According to a story from Newswise, a team of scientists from the St. Jude’s Children’s Research Hospital have been hard a work conducting an in-depth analysis of a pediatric solid tumor cancer called rhabdomyosarcoma. This analysis has successfully identified potential weaknesses in the composition of this cancer that could be utilized in future treatment approaches.

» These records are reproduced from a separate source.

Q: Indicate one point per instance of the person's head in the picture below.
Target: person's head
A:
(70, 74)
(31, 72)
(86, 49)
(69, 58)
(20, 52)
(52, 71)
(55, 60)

Rhabdomyosarcoma is a type of soft tissue sarcoma cancer. It is highly aggressive and affects skeletal muscle cells that are not yet fully differentiated. Most people affected by the disease are under age 18. In many cases, the cause of rhabdosarcoma remains a mystery, and the cancer often appears sporadically. However, increased risk has been associated with certain genetic disorders, and parental use of cocaine and marijuana may also increase the risk. The symptoms and presentation of this cancer vary widely and often depend on where the tumor appears; often a prominent lump is noticeable. This means that this cancer can, in some cases, be diagnosed early. Treatment approaches include surgery, chemotherapy, radiation, and immunotherapy. Outcomes vary substantially depending on location, but the cure rate for cancer that hasn’t spread is 75 percent. Relapsed or metastatic cancer has much worse survival rates. To learn more about rhabdomyosarcoma, click here.
There were a number of cell signaling pathways that are disrupted by the rhabdomyosarcoma tumor. Some of the pathways that were identified include the G2/M pathway, the RAS pathway, and the unfolded protein response pathway. The experimental drug AZD1775, which is currently in clinical trials, has been identified as inhibiting an enzyme called WEE1, which is part of the G2/M pathway. This pathway plays a critical role in regulating cell division. This drug could have great potential in treating rhabdomyosarcoma, as revealed by extensive preclinical testing.
The analysis also revealed that the two main variants of rhabdomyosarcoma, called embryonal and alveolar, tend to appear at different stages in development. They tend to affect children of different ages. The two types also tend to appear in different locations in the body. With all of this new data about this cancer, drug developers can find ways to develop precise therapies that can help treat this dangerous childhood disease.